Methods: During routine diagnostic volume-pressure testing epidural ICP was acquired in 118 patients with suspected cerebrospinal fluid circulatory disorders. Pressure was digitized by 40 samples/s and conditioned to separate infra frequent signal components. ICP fluctuations were computed by subtraction of original and infra frequent ICP constituents. Subsequently multiresolution analysis was performed on fluctuations by discrete HAAR wavelet transform and coefficients displayed in dyadic fashion (scalogram).

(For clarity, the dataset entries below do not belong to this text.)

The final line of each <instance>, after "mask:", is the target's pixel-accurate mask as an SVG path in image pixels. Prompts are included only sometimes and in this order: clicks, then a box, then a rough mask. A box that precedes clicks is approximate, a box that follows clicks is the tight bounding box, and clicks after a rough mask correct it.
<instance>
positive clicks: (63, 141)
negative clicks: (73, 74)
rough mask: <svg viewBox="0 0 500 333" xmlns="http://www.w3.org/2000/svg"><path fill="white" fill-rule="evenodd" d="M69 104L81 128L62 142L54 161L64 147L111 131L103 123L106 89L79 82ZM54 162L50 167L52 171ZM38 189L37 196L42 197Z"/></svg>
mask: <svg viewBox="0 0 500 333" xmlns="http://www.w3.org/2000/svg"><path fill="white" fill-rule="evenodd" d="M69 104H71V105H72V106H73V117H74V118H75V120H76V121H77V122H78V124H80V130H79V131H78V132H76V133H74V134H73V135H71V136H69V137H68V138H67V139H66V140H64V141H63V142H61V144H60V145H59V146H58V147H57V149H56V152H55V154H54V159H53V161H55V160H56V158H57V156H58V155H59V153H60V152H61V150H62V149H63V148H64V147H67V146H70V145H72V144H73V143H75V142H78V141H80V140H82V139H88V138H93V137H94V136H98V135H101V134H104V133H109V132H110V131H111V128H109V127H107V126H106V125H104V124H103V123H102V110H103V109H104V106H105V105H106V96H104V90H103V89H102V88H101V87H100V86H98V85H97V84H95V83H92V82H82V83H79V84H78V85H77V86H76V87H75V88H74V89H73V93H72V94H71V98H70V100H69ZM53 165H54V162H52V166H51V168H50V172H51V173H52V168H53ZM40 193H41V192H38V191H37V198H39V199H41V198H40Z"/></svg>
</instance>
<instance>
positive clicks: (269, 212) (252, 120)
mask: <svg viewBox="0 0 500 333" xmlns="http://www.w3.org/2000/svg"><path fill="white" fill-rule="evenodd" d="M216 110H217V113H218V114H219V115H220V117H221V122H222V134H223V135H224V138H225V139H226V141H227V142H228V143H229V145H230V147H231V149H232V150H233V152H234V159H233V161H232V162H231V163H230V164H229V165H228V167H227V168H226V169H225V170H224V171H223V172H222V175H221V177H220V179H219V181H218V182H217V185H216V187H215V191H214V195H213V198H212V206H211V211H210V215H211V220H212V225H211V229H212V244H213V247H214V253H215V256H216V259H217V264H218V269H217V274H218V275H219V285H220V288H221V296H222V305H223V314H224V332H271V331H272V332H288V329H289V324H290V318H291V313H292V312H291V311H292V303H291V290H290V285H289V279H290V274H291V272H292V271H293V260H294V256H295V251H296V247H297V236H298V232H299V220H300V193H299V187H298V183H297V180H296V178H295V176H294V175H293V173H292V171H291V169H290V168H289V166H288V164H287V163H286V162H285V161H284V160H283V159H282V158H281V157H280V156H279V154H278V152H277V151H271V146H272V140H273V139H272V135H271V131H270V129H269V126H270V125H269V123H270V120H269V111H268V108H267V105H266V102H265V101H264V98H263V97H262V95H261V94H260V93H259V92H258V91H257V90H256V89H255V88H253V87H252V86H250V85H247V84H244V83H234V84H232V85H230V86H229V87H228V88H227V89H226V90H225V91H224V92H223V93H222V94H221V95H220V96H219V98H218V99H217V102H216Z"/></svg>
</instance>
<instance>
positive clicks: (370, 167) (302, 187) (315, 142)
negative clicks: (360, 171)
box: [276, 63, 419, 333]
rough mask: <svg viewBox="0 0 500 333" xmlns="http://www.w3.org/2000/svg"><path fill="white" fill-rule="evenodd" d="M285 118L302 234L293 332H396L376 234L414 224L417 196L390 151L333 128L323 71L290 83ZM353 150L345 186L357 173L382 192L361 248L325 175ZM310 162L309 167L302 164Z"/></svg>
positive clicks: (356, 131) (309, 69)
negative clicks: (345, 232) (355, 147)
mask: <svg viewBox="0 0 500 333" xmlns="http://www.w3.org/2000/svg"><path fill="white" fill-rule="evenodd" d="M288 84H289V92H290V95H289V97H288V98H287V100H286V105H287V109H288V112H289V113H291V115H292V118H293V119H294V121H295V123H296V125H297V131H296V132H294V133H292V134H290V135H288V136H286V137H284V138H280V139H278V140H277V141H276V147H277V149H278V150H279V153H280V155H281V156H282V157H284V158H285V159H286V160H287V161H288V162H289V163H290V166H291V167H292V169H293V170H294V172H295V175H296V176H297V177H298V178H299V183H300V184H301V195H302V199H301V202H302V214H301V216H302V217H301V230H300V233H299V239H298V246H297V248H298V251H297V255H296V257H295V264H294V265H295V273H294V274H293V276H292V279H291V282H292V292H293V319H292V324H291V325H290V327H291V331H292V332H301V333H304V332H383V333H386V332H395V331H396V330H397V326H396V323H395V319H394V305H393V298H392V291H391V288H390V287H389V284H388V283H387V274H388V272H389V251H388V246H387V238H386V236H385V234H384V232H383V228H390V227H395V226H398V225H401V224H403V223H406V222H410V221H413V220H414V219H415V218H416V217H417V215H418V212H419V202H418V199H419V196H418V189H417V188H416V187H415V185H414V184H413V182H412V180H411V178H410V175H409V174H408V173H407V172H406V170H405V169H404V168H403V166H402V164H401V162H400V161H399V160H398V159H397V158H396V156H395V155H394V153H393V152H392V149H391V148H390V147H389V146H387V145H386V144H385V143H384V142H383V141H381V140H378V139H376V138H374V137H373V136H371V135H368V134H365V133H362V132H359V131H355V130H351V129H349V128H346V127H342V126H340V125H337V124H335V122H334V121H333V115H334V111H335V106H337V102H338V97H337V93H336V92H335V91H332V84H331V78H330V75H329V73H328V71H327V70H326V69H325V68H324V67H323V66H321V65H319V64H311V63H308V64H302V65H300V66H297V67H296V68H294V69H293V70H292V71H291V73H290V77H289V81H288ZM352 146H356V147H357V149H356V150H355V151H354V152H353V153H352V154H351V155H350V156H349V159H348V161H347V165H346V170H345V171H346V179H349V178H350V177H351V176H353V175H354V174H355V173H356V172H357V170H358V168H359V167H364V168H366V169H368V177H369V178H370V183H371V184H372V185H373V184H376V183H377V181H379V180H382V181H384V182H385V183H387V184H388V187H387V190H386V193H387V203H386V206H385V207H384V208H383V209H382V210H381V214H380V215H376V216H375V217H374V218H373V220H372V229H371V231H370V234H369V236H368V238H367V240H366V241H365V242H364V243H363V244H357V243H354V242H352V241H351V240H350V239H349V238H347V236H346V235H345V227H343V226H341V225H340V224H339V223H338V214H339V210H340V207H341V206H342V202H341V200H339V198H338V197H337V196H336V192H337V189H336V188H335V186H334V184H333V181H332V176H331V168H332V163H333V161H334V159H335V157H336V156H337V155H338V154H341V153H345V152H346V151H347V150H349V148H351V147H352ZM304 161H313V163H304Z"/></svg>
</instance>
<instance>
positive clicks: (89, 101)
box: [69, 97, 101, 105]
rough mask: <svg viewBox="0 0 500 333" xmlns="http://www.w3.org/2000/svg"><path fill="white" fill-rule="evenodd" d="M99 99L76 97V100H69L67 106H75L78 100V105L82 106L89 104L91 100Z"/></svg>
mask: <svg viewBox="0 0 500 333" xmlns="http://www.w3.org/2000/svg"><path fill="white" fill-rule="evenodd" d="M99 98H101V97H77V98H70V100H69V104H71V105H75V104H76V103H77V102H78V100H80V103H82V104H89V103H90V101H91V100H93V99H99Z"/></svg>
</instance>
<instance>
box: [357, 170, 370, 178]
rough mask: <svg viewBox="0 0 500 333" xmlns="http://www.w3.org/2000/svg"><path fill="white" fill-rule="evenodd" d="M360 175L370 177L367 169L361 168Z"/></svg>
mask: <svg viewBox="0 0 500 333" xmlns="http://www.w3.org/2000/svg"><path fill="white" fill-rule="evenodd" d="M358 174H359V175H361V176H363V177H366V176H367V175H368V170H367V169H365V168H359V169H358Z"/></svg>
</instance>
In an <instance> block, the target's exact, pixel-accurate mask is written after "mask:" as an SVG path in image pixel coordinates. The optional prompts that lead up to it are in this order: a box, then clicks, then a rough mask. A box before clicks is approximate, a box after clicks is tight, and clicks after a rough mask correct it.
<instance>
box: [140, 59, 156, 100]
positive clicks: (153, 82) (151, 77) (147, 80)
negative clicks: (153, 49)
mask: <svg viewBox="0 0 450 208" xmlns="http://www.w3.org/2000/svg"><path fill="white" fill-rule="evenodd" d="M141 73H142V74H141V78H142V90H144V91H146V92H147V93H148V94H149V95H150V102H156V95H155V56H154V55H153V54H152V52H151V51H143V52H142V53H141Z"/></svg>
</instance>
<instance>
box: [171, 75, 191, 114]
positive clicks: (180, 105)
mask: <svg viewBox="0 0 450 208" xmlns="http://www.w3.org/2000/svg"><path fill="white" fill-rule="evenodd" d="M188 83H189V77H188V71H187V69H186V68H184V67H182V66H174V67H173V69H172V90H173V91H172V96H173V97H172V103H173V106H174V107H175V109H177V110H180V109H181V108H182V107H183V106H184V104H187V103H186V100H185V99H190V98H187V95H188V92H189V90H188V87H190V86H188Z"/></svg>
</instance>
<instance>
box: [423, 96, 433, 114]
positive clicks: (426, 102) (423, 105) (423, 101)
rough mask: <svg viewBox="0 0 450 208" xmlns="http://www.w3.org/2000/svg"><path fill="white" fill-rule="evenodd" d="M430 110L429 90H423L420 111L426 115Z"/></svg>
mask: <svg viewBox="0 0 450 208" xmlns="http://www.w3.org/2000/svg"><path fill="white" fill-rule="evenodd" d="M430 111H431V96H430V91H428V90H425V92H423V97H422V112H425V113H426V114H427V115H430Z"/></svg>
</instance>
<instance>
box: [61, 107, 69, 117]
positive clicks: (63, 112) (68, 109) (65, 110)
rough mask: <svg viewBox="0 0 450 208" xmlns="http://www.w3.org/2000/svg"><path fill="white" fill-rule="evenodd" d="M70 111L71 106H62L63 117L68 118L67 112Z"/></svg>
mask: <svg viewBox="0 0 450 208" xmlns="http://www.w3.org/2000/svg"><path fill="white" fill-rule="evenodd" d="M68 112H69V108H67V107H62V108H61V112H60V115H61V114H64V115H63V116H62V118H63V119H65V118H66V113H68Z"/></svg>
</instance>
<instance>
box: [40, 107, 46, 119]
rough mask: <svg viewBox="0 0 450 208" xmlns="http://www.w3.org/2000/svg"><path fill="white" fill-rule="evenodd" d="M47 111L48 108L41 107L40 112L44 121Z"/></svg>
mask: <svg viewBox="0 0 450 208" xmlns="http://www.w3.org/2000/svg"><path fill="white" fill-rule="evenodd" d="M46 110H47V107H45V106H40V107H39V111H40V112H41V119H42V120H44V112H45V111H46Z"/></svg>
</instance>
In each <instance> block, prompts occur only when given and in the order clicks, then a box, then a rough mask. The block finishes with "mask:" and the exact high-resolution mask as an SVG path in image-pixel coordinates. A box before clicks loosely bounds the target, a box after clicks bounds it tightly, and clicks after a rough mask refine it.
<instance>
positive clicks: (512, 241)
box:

Results: As expected the decomposition of ICP fluctuations led to typical patterns in the scalogram. Episodes of pathologically classified wave activity and artificial ICP changes were topographically detectable in the time-frequency-plane. By selective deletion of wavelet coefficients unique signal characteristics could be made visible by inverse transform. Wavelet coefficients establish an objective basis for intracranial pressure assessment independent from the rater's experience with this matter.
Conclusions: The wavelet approach is a sophisticated signal processing method to estimate the spectral development of intracranial pressure in time in one procedural step. It is therefore superior to classical FOURIER methods that are limited in analysing real-world data. HAAR wavelets are fast and robust. Their disadvantages do not counterbalance the advantages in this biomedical application.